À moitié amusée et moitié exaspérée par le comportement adolescent de James, elle emboîta le pas de ce dernier, la mine boudeuse.

Ayant rejoint l'équipage, Crow et la jeune femme ne s'adressèrent plus un mot, et Haté s'empressa de montrer le chemin à un Capitaine Pirate extrêmement énervé.

Ce dernier attrapa une branche et se hissa souplement dessus, dominant ses hommes. Il resta un moment là à humer la brise tiède puis se redressa sous les étoiles, le regard clair.

« Mes amis. Cette nuit va être une nuit de violence, de sang et de douleur ! Mais cela sera aussi une nuit de victoire, de délivrance et de puissance ! »

Les yeux de Crow se posèrent sur Greed.

« Certains d'entre vous me suivent depuis le début. Depuis ce jeune capitaine sans expérience que j'ai été. Je mourrai peut-être ce soir, alors je tiens, pour la première fois, à vous remercier. Sans vous, je n'aurai jamais pu nous porter tous vers la jouissance et la liberté. »

Le regard de Crow se posa sur chacun des marins présents, s'attardant pour scruter avec bienveillance leurs yeux, tandis que les hommes avaient l'impression qu'il sondait leur âme.

« Mais trêve de sentimentalisme ! »

Les muscles de James étaient désormais tendus, vibrant de l'impatience de se battre.

« Laissez échapper votre force, laissez vos réflexes prendre le dessus ! Ceux qui ne se sont jamais battus ne savent bien sûr pas de quoi je parle, mais tous ceux présents ici devant moi ont conscience de cette formidable sensation que l'on ressent lorsque la rage de vaincre prend le dessus. Tous. Ouvrez-vous à votre instinct et laissez tout le reste de côté... »

Le regard de James était maintenant posé sur Léonore qui ne broncha pas. 

« ... la morale est inutile face à la mort. »

La mâchoire de la jeune femme se contracta mais elle resta silencieuse.

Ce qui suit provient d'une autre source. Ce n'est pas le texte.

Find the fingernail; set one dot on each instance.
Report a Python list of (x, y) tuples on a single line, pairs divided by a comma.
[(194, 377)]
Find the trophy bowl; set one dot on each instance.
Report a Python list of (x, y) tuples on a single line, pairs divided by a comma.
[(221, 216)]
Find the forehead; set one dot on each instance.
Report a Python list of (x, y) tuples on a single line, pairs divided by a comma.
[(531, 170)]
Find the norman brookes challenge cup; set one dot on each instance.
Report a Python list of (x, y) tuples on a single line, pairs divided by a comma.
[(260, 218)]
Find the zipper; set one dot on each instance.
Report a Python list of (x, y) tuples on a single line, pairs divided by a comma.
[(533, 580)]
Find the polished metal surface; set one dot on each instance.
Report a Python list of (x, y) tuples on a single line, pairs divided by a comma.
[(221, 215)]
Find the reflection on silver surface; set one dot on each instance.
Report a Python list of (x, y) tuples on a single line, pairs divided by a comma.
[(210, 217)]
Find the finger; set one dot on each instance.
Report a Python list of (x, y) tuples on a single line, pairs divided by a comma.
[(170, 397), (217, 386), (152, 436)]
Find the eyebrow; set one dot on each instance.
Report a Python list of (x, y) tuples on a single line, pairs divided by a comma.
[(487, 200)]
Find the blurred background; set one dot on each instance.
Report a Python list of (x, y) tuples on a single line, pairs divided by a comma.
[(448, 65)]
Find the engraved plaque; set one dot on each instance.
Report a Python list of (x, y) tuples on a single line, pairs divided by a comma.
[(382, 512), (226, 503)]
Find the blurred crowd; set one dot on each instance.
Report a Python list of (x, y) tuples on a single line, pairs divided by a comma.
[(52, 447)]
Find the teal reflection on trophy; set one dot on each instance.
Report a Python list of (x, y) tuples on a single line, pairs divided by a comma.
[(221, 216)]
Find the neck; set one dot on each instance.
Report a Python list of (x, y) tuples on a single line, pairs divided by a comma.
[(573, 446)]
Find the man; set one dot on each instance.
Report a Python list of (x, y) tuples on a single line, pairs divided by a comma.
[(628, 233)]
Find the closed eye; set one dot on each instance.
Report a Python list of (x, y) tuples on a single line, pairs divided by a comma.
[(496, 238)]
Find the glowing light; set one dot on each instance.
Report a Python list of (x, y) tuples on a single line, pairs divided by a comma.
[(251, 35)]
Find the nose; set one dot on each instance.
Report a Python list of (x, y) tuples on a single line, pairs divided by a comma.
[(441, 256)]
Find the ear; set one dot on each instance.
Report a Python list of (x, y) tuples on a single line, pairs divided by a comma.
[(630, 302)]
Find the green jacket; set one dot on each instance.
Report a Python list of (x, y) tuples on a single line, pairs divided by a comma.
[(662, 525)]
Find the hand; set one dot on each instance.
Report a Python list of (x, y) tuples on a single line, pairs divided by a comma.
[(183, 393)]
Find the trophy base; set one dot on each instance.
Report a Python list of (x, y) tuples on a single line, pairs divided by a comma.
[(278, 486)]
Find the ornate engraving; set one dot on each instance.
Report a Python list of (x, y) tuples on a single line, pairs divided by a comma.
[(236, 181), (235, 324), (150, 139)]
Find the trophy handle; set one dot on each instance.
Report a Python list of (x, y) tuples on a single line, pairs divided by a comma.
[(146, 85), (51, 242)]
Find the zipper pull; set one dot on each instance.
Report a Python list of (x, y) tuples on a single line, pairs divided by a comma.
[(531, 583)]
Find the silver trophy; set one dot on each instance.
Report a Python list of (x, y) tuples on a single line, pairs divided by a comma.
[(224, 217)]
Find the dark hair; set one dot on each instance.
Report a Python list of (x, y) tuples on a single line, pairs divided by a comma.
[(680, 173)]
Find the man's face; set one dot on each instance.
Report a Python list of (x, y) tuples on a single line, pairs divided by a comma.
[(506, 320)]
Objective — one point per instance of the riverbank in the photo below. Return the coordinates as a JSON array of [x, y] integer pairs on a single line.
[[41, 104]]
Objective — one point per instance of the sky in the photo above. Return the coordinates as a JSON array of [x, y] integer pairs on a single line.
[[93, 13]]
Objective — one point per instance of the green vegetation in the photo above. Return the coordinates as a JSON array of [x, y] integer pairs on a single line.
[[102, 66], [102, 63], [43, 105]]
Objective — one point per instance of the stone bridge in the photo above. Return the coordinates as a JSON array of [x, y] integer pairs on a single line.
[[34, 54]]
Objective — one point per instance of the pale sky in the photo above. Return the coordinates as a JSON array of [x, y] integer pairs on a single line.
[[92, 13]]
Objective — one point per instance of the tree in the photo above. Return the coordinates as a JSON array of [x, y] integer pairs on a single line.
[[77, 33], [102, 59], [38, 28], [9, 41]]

Le capitaine savoura une longue respiration, l'adrénaline déferla enfin dans ses veines, et il leva les poignets, faisant vivement sortir ses lames d'avant-bras qui brillèrent sous la lune, éblouissantes et subjuguant les marins..

« QUE L'AUBE  SOIT ROUGE DU SANG DE NOS ENNEMIS !!! »


Je profite de cette publication pour souhaiter une bonne année à tous mes lecteurs. Honnêtement sans vous, je ne me serai pas cru capable de terminer une histoire ! J'ai plusieurs chapitres d'avance sur mes publications, et j'ai bientôt finit cette histoire, alors je vous remercie du fond du cœur pour ça. Pour la première fois de ma vie, je suis en passe d'achever quelque chose, et ça, je vous le dois beaucoup.